In alcuni casi, i docenti hanno realizzato in autonomia, all’interno della propria
scuola, dei progetti di fronteggiamento dei rischi legati alle competenze emotive e
sociali dei propri studenti.
Un primo esempio
[24]
di un Istituto comprensivo di una valle trentina riguarda il capitale
psicologico e nello specifico lo sviluppo dell’ottimismo, per fronteggiare la
situazione complessa di presenza/assenza da scuola, e le spesso precarie interazioni
con i propri compagni attraverso la didattica a distanza. L’attività si basa sulla
strategia proposta «Semplici gesti quotidiani e scambi comunicativi», e si intitola
«Laboratorio di aiuto reciproco Help Lab!», rivolta soprattutto alle classi prime
della scuola secondaria di primo grado. L’attività prevede la scrittura da parte di
tutti gli studenti di una classe di eventuali pensieri negativi presenti durante il
periodo di lockdown. I pensieri, anonimizzati, vengono poi
raccolti dal docente in un’unica cartella condivisa, e durante una video lezione si
chiede agli studenti di scegliere un pensiero scritto da un altro compagno, di
rifletterci bene su, e di provare a scrivere un possibile suggerimento o consiglio
per poterlo aiutare nell’affrontare le difficoltà espresse. L’attività è
interessante perché affronta una dimensione di scottante attualità (il tono umorale
nel periodo di lockdown), considerando le esperienze pregresse
degli studenti, la loro metacognizione sui propri stati, e il supporto
¶{p. 277}reciproco, attraverso il feedback, per superare i problemi
in maniera collaborativa. La ripetizione di questa routine (ad es. settimanalmente)
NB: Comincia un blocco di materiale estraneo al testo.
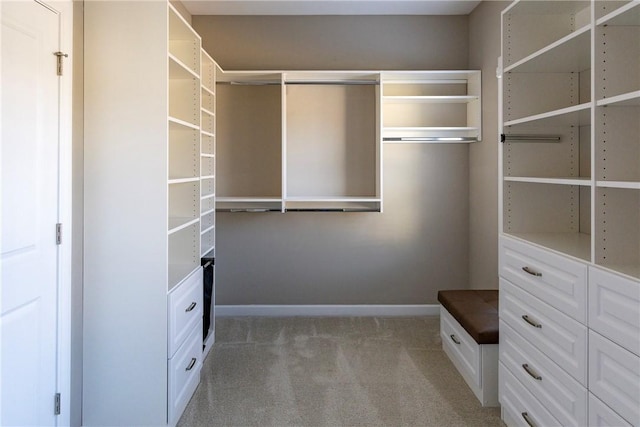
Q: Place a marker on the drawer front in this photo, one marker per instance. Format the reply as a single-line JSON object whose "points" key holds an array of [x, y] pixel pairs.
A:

può facilitare la transizione tra il focus sul fare (aiuto gli altri che non si
sentono bene) e il focus sull’essere (mi sento in grado di affrontare positivamente
le avversità), attraverso le conoscenze (i problemi a scuola, e le soluzioni per
affrontarli).
Un secondo esempio
[25]
arriva sempre da un altro Istituto comprensivo di una valle trentina e
riguarda il tema della resilienza applicato a un’intera comunità, in forma di
analogia rispetto alla situazione attuale, cioè la comunità ebraica in Trentino dal
1400 ad oggi. Si tratta di un’attività proposta nell’ambito dell’insegnamento di
storia e ha lo scopo di far identificare agli studenti, attraverso un lavoro in
piccoli gruppi mediato dalle nuove tecnologie (video lezioni, e-mail, lavoro in
gruppo virtuale supportato dal docente) le pratiche di resilienza che la comunità
ebraica trentina ha sviluppato nel corso dei secoli per fronteggiare le continue
persecuzioni e i rischi della marginalità legate a queste. Nell’ottica dello
sviluppo delle competenze non cognitive si tratta delle conoscenze legate alla
resilienza. Il docente, attraverso un lavoro di circa un mese, guida gli studenti
nel raccogliere evidenze e tassonomie sui comportamenti adottati dalla comunità per
garantirsi una sopravvivenza nel tempo (ad es. rinforzare i legami di supporto al
proprio interno, dotarsi di attività professionali differenti per garantire un
accesso alle risorse economiche, avere un ruolo positivo all’interno della società
con attività filantropiche e di supporto civile, ecc.). Si tratta del cosiddetto
«fare» nello sviluppo delle competenze non cognitive, verso cui gli studenti sono
stati spinti per riflettere sulla situazione attuale: quali di queste strategie
possono essere utilizzate e adattate per affrontare le attuali sfide poste dal
Covid-19? Il progetto si conclude con la pianificazione di attività, riconducibili
all’educazione civica e alla cittadinanza, da parte degli studenti, su come
organizzare un eventuale ritorno alla didattica a distanza
¶{p. 278}nel prossimo anno scolastico, in modo tale da non
compromettere le capacità di resilienza della comunità di studenti e delle proprie
famiglie.
Note
[22] C. Gewertz, Dos and Don’ts when Choosing Social-Emotional Learning Curricula, cit.
[23] S. Burgess e H.H. Sievertsen, Schools, Skills, and Learning: The Impact of COVID-19 on Education, Vox CEPR Policy Portal, 2020.
[24] L’attività è stata proposta dalle prof.sse Norma Gasperetti e Isabella Matteotti dell’IC Alta Val di Sole.
[25] L’attività è stata proposta dal prof. Giovanni Casadoro dell’IC Fondo-Revò.